During these interviews, what was the first most striking bit about her that hit you? 
I think it was the humour. When she is young, she looks so healthy—she’s got such wit, and her eyes are amazing and beautiful and bright. She’s very different to the person who eventually became famous. Of course, when she’s young, you can see all of her issues already being there, but they really begin to surface when money, fame and wrong people around her enter her life. It all kind of explodes! She began doing a lot of things to keep herself medicated to numb the pain that she was in. There was a lot of stuff that happened around her and at that time, she just wanted to shut herself from the world. It felt like she became a bit of a recluse. So, it’s a complicated story and journey. But really, it was her humour that was a big revelation, and her incredible ability as a writer.  

Remembering Amy

Could you talk a bit about who Amy was as an adolescent?
I would say that you just need to read the lyrics of her songs. The clue is already there—she’s talked about it all. It’s very hard to explain, because there are so many elements to her. So there is no one obvious answer. It’s real life which is much more complex—family, friends, boyfriends, husbands, depression, drink, drugs, falling in love, being dumped by the one you love—so many things happened to her that created insecurities within her that manifested themselves in many ways. Then she became famous and was surrounded by people where she wondered, ‘Are they here because they like me or because I’m rich and I’m famous?’ And if you’re not sure of yourself, if you are not confident, then you don’t know who to trust. So these were all issues that were intrinsic to her life.   

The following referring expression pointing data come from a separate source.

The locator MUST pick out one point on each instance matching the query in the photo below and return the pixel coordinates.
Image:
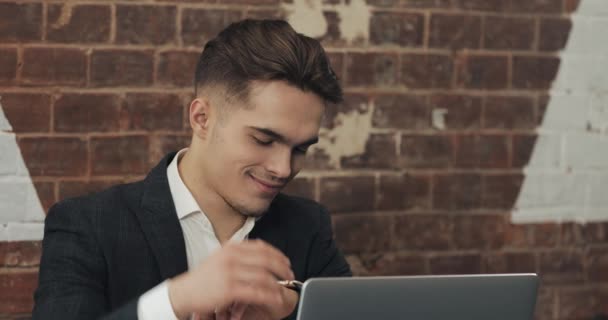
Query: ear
(199, 116)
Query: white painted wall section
(567, 177)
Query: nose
(279, 164)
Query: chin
(253, 210)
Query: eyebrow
(281, 138)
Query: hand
(245, 273)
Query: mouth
(266, 187)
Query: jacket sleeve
(325, 259)
(72, 277)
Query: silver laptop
(467, 297)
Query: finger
(237, 312)
(260, 254)
(252, 295)
(222, 315)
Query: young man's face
(255, 151)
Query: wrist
(177, 299)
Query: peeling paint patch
(349, 135)
(306, 16)
(64, 17)
(21, 213)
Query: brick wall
(423, 167)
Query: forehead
(279, 106)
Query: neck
(224, 219)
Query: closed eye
(263, 142)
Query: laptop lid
(470, 297)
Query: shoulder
(108, 202)
(299, 211)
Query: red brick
(481, 151)
(363, 233)
(403, 192)
(501, 190)
(423, 232)
(482, 5)
(20, 254)
(17, 291)
(119, 155)
(252, 2)
(70, 189)
(409, 112)
(347, 194)
(522, 149)
(139, 24)
(545, 304)
(87, 113)
(301, 187)
(479, 231)
(20, 22)
(455, 31)
(84, 23)
(201, 25)
(8, 65)
(463, 112)
(596, 233)
(482, 72)
(426, 151)
(456, 264)
(509, 262)
(576, 303)
(509, 112)
(597, 264)
(371, 69)
(152, 111)
(356, 265)
(27, 112)
(509, 33)
(46, 194)
(176, 68)
(457, 191)
(352, 103)
(571, 5)
(537, 6)
(121, 67)
(421, 71)
(333, 35)
(54, 156)
(395, 264)
(534, 72)
(561, 267)
(554, 33)
(446, 4)
(318, 159)
(54, 66)
(160, 145)
(336, 60)
(403, 29)
(380, 153)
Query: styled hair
(265, 50)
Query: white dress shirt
(199, 237)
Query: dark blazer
(101, 252)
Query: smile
(267, 187)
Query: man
(181, 242)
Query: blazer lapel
(269, 228)
(160, 224)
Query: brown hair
(265, 50)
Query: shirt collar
(184, 201)
(182, 197)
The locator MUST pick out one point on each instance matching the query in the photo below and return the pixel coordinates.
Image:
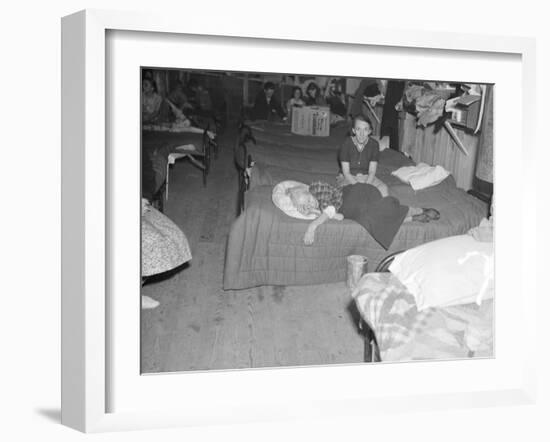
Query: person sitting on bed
(266, 105)
(358, 156)
(363, 203)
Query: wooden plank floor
(199, 326)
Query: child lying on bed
(363, 203)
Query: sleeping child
(380, 215)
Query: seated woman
(295, 100)
(358, 156)
(150, 101)
(313, 96)
(363, 203)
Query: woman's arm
(372, 171)
(350, 179)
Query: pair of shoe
(148, 302)
(426, 216)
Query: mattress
(403, 333)
(265, 246)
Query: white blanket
(422, 175)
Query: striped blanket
(403, 333)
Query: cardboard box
(311, 120)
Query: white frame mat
(88, 208)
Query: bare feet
(426, 216)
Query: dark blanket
(380, 216)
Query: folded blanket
(380, 216)
(422, 175)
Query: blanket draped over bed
(381, 217)
(403, 333)
(265, 246)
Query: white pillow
(449, 271)
(283, 201)
(422, 175)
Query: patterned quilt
(403, 333)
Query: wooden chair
(199, 157)
(371, 349)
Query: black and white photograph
(295, 219)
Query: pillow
(421, 175)
(283, 201)
(450, 271)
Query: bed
(265, 246)
(395, 330)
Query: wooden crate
(311, 120)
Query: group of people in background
(266, 104)
(368, 94)
(186, 103)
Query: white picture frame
(86, 214)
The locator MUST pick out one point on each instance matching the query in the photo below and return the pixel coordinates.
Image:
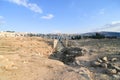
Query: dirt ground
(26, 58)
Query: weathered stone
(112, 71)
(95, 63)
(105, 59)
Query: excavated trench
(68, 54)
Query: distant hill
(107, 34)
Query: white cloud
(115, 22)
(114, 26)
(49, 16)
(102, 11)
(2, 20)
(32, 6)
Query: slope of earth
(26, 58)
(102, 57)
(25, 45)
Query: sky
(60, 16)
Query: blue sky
(53, 16)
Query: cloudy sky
(66, 16)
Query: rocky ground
(33, 58)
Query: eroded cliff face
(33, 59)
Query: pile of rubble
(68, 55)
(110, 64)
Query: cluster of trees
(99, 36)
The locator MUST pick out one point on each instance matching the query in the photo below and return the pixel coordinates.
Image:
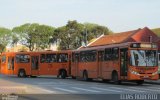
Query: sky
(117, 15)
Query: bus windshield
(143, 58)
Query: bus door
(100, 60)
(34, 65)
(123, 63)
(76, 63)
(159, 63)
(12, 65)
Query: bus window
(88, 56)
(42, 58)
(143, 58)
(108, 54)
(22, 58)
(62, 57)
(51, 58)
(3, 59)
(9, 63)
(115, 53)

Amy was constantly followed—it were the cameras that catapulted her into stardom, it were the cameras that brought her fame, and it was this fame that unfortunately dictated her downfall. Now, it is the footage of these cameras that tell the world her story.
Yeah, I mean the cameras are a big part of the story. When you see the film, you’ll realize that it starts off with the camera being friendly towards her—the videos are basically footage shot by her friends, her first manager, her boyfriend—you know, people who she knows and loves. However, slowly as you go along, her relationship with the camera becomes darker and in a way, more violent. You can see her becoming more and more afraid of the camera, because rather than friendly people filming her (and her filming herself a lot as well), it becomes people who are filming her to sell the footage. It becomes paparazzi—you see people using the camera to humiliate her. So the camera, rather than being a friendly tool which helps you take a photograph and make a memory, becomes a means that attacks her. That’s very much a part of the movie experience.

Remembering Amy Photography: Leslie Hasler

Asif Kapadia

Photography: Leslie Hasler

The irony about biopics is that most of us already know the individual’s life story and more importantly, we know how it’s going to end. In the case of Amy, we already know that the narrative has a sad ending. Was that a cause of worry?
Well, that’s where the filmmaking comes in. Of course you know the ending, but you don’t know why that ending happened. It is the beginning that is really important. You know that her story ends a certain way, but my questions always are, ‘Why did it happen? How did it happen?’ And that’s why I made the film, because it made no sense to me as to why someone would die that young in this day and age in front of our eyes? Why was it possible? How was it possible? Why didn’t anyone do anything to stop it? So the film is really going backwards from that point—you already know the ending, but the film tries to make you understand what all happened in between to reach that point. Amy’s life was very complicated—she was incredibly intelligent and complicated—so the film became my way to give you enough of the back story to understand how things transpired.